Must do: Fill up on the Spanish side before crossing the border
Shred en route: Nope
A boring, if relatively easy drive. It’s pretty scenic each end, not so much over the top of Spain, where it’s mostly windblown services with little framed pics of Moto GP’s from 1998 on the walls and sad looking tapas being breathed/coughed/farted on all day.
Slater is rumoured to have done Peniche to Hossegor in about 6 hours in an Audi Q6, and there are plenty of other colourful tales of French pros refusing to pay the tolls and sneaking under the barrier with the car in front. In more recent toll news, they’ve taken the big one out near Burgos, and on the Portuguese side, well there aren’t barriers anymore, only number plate recognition.
Hossegor >>> Portugal Coast Route
Time: 16hrs driving if you did it non-stop, which you’d be mad to.
Cost: Similar toll wise to the inland, 100 euros ish.
Difficulty rating: More traffic issues and some navigational puzzles. You’re not doing this for ease, you’re doing it for shred
Must do: Use full quiver of wetsuits. You could be surfing in boardies in France, a shorty in Asturias and a 4/3 in Pantin…
Shred en route: Claro que si! The only reason you’d go this route.
The coastal route is much longer but very, very shreddable. In fact, this route, along the north and west shores of Iberian Peninsula taking in the Basque Country, Cantabria, Asturias, Galicia and then into Portugal is easily the longest stretch of consistently surfable coast anywhere in Europe.
I once saw a France based Aussie loose canon in Peniche I knew who said he’d gone the coast route because he “Had to go national roads, got no brakes…” He did the 1500km journey in a small van with no brakes, using the gears/handbrakes to stop instead.
Best not to do that.
SW >>> Ireland
Distance: 489 miles
Cost: Ferry is pricier than you might think.
Difficulty rating: The hardest part is wrestling with the fact that the journey is only about 300 as the crow flies, but other than that, she’s sweet as.
Shred en route: Did this in Surfing Life’s Mercedes Vito back in ’99, when a wicked run of E wind and SW swell blessed us with Glamorgan reefs en route, then epic Lahinch.
Your ferry depends on where you’re starting, but if you’re coming from SW England and headed to say, Clare, the Pembroke – Rosslare is likely the go. Driving in Ireland – off the mian roads at least – is a bit of a throwback to happier, more cordial times on planet earth, where motorists waved at each other/pedestrians/cyclists rather than locked in a to-the-death struggle for primacy. Where ever you head to in Ireland, going from east to west or vice versa is about a 3 hour schlep.
For the more ambitious:
- Kepa Acero drove from Bilbao to Guinea in a Nissan Patrol in the ‘Hercules’ winter of 2014.

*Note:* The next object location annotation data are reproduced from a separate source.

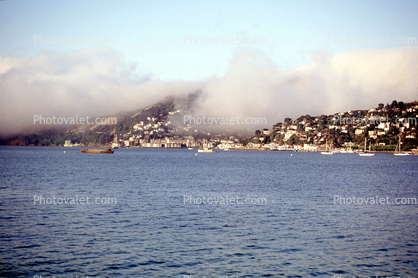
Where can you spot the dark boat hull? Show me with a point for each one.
(97, 151)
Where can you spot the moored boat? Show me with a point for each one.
(205, 150)
(97, 151)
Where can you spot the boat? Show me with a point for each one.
(366, 153)
(97, 151)
(205, 150)
(327, 152)
(398, 150)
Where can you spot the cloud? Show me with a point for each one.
(98, 82)
(254, 86)
(94, 82)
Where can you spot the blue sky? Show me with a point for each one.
(158, 35)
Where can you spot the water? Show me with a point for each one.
(156, 229)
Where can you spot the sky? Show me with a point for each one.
(274, 59)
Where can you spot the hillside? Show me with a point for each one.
(156, 125)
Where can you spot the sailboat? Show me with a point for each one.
(327, 152)
(366, 153)
(398, 150)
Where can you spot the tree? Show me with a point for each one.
(288, 121)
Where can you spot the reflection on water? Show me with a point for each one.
(139, 222)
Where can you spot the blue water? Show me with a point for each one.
(156, 230)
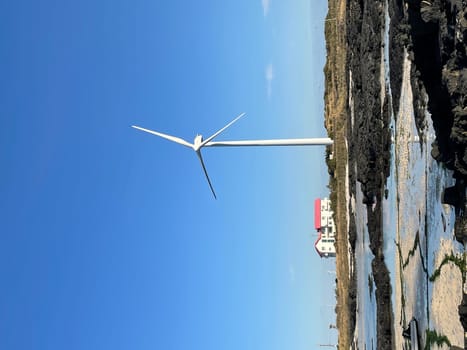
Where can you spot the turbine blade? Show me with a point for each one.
(206, 173)
(210, 138)
(167, 137)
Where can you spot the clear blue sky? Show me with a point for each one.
(110, 237)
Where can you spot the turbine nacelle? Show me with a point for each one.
(198, 142)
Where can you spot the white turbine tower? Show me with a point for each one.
(199, 143)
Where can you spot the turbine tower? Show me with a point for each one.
(199, 143)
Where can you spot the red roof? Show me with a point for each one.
(317, 213)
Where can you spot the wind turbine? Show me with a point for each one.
(199, 143)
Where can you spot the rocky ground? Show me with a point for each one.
(434, 33)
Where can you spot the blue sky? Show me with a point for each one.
(110, 237)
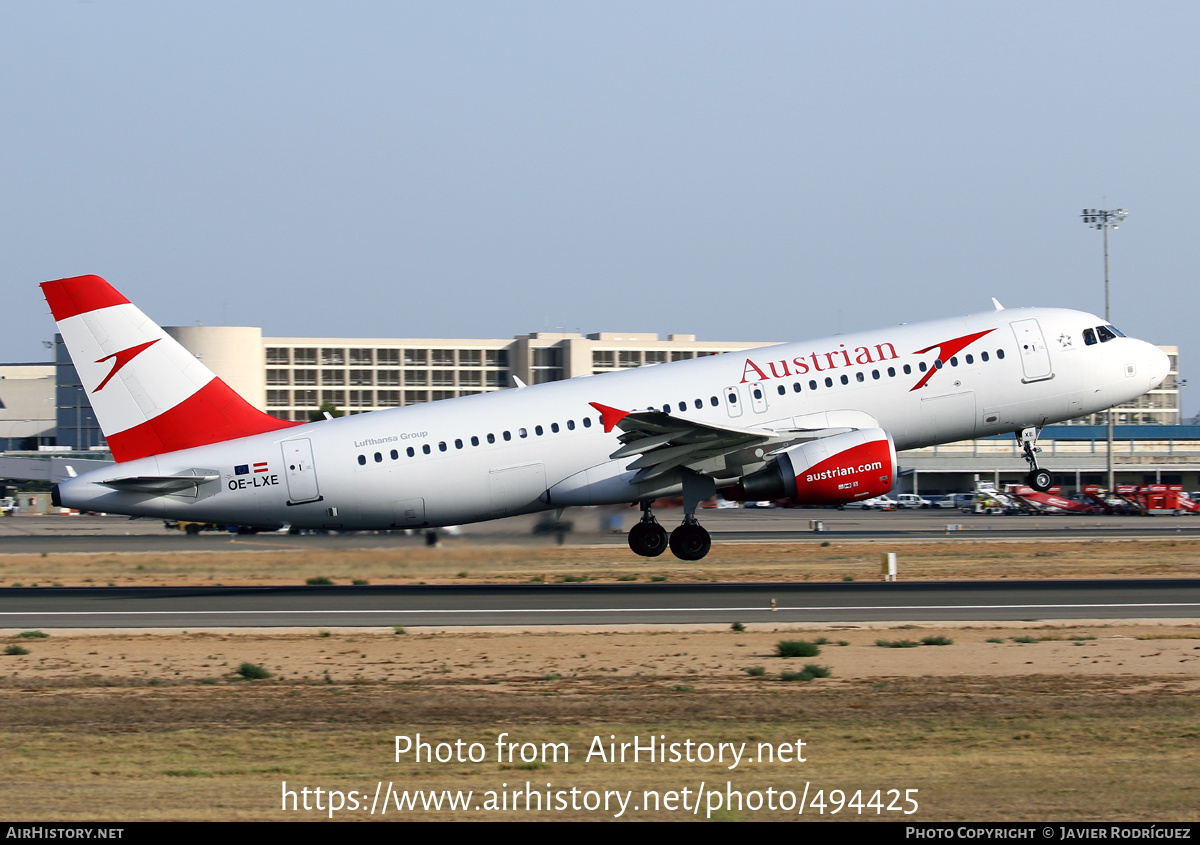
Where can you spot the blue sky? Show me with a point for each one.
(751, 171)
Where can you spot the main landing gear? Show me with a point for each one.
(689, 541)
(1038, 478)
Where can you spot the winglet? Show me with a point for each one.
(609, 417)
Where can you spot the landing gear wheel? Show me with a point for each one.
(1041, 480)
(648, 539)
(690, 541)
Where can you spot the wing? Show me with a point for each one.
(664, 442)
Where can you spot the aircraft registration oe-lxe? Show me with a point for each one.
(817, 421)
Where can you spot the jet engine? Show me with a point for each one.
(856, 465)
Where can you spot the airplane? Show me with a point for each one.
(817, 421)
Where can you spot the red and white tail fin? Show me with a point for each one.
(150, 395)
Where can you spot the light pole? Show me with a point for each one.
(1105, 220)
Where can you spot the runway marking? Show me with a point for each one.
(589, 610)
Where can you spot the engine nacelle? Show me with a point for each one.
(858, 465)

- Hossegor to Lofoten: A crew of Aussies drove from SW France to the Arctic Circle in the early 2000’s, a 8000km round trip in a Ford Mondeo. Of the trip, which took in breathtaking scenery, cultures and landmarks they said, ‘Faaaark…. Wish we’d flown‘
- Euroglass shaper and all round legend Phil Grace did a roadie from London to Calcutta in 1970. He was supposed to be going to the Canaries but ‘turned left at Madrid’ and hitched to India via Turkey, Afghanistan, etc from where he flew to Australia. Mainly in an Opel Kadett, but also buses.

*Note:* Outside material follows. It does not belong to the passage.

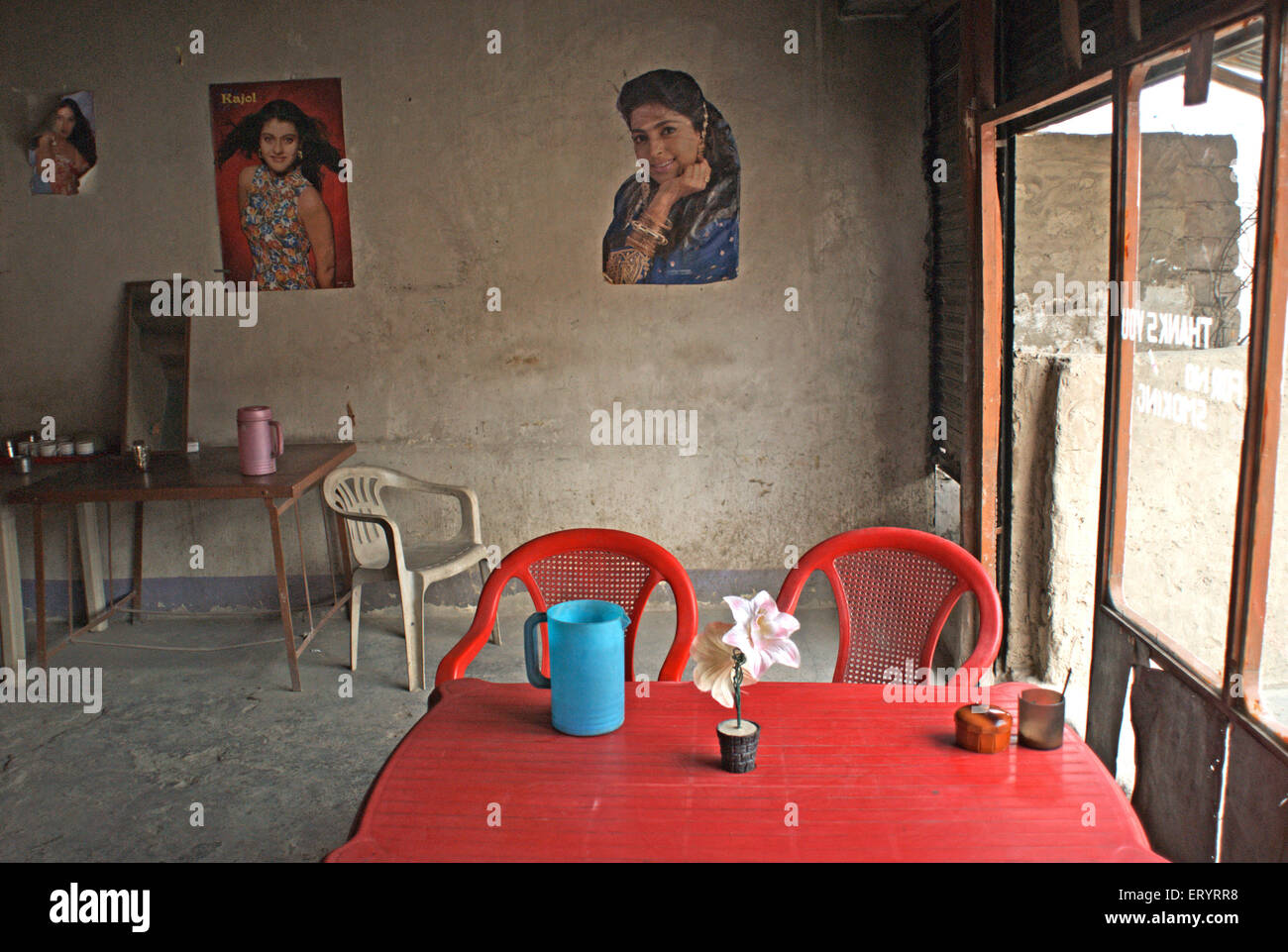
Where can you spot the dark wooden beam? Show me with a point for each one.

- A group of Porthleven surfers fashioned a ‘wank booth’ with boardbags and towels for their Hossegor trip in the early 2000’s. Two words that should never be used together.

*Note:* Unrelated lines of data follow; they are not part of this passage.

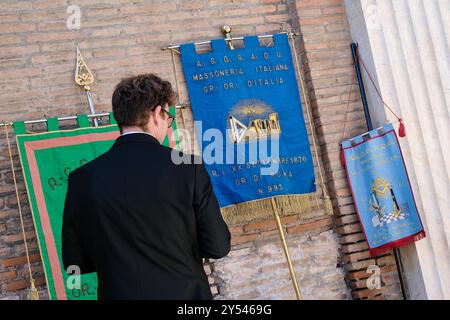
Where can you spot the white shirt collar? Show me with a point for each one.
(130, 132)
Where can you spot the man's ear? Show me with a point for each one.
(157, 112)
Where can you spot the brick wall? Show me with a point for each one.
(123, 37)
(329, 70)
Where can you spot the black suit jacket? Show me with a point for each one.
(143, 223)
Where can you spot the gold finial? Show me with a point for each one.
(226, 30)
(83, 75)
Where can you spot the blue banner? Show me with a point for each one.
(252, 130)
(381, 190)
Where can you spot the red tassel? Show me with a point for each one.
(401, 129)
(342, 158)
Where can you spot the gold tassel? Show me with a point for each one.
(33, 294)
(327, 202)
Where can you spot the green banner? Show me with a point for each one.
(47, 159)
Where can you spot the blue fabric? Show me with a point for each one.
(380, 187)
(246, 84)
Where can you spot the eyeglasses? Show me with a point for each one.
(171, 118)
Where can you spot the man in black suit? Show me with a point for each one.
(132, 215)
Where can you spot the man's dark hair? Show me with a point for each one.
(135, 97)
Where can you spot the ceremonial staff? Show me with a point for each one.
(84, 78)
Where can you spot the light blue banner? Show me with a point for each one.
(381, 190)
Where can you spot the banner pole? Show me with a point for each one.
(362, 91)
(286, 250)
(84, 78)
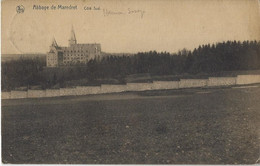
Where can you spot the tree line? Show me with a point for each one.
(209, 58)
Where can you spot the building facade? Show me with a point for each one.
(74, 54)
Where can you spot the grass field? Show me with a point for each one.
(193, 126)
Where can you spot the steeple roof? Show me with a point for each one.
(54, 43)
(72, 34)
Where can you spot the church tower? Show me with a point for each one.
(72, 39)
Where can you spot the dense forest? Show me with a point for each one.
(210, 58)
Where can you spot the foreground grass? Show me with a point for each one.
(216, 126)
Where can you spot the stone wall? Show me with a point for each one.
(18, 94)
(6, 95)
(156, 85)
(52, 92)
(36, 93)
(222, 81)
(247, 79)
(139, 86)
(191, 83)
(165, 85)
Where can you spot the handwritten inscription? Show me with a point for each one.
(107, 12)
(55, 7)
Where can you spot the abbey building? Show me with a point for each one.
(74, 54)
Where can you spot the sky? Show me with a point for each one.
(128, 26)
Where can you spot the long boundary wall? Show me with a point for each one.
(156, 85)
(222, 81)
(165, 85)
(36, 93)
(247, 79)
(192, 83)
(139, 86)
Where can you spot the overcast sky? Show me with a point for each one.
(165, 25)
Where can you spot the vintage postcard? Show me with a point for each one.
(130, 81)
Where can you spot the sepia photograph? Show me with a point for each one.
(130, 82)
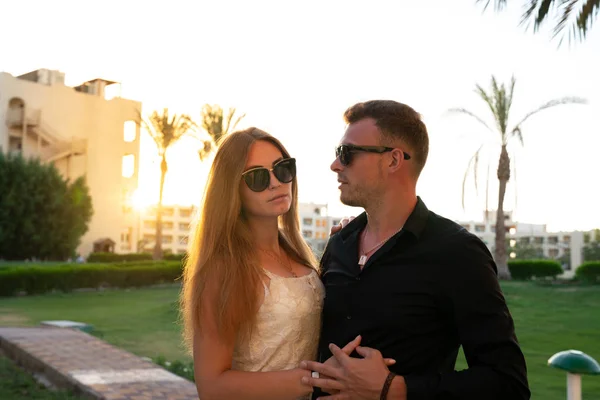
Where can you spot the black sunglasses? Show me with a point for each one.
(259, 178)
(344, 152)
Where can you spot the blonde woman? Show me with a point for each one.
(252, 297)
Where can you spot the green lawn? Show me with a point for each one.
(16, 384)
(144, 321)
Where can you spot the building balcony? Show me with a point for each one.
(16, 117)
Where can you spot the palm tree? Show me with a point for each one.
(165, 129)
(580, 14)
(499, 101)
(217, 125)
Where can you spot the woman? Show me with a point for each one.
(252, 297)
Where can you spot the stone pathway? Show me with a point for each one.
(90, 367)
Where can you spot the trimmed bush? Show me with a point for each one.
(67, 277)
(113, 257)
(589, 272)
(529, 269)
(174, 257)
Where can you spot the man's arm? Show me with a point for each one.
(485, 329)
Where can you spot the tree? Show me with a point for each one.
(499, 101)
(165, 129)
(580, 14)
(42, 215)
(591, 247)
(217, 124)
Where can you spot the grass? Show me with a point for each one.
(16, 384)
(142, 321)
(548, 319)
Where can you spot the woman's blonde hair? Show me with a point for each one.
(222, 251)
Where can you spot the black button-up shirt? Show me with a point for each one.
(431, 288)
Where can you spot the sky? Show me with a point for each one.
(294, 67)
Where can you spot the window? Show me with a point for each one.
(150, 225)
(128, 165)
(129, 131)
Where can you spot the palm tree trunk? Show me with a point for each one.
(158, 253)
(500, 250)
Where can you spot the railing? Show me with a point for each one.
(14, 117)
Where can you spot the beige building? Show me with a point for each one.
(83, 133)
(176, 223)
(565, 247)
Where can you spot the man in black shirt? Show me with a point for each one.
(414, 285)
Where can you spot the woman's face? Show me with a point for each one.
(276, 198)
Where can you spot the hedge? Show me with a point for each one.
(113, 257)
(589, 272)
(67, 277)
(528, 269)
(131, 257)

- Returning from a magazine swell chase to the Med, we didn’t properly secure boards to our borrowed Jeep, losing one of Alain Riou’s (who’d flown home early) Arakawas. The first we knew about it was when Traffic Info on the radio said “Delays after reports of a surfboard on the carriageway near Toulouse’. D’oh!
- Carwyn Williams did a road trip to Morocco with only one tape, stuck in the tape deck, playing non-stop (kids look it up, it’s like a wallet sized bit of plastic with 12 songs on). The album was Right Said Fred’s ‘Up’.
- A Welsh mate blew up his Lada while surfing La Nord, in the good ol days when you could rock up and park/live right in front of the wave on that little one way. He’d made a cup of tea, forgot to turn off the camping stove… don’t fuck with gas.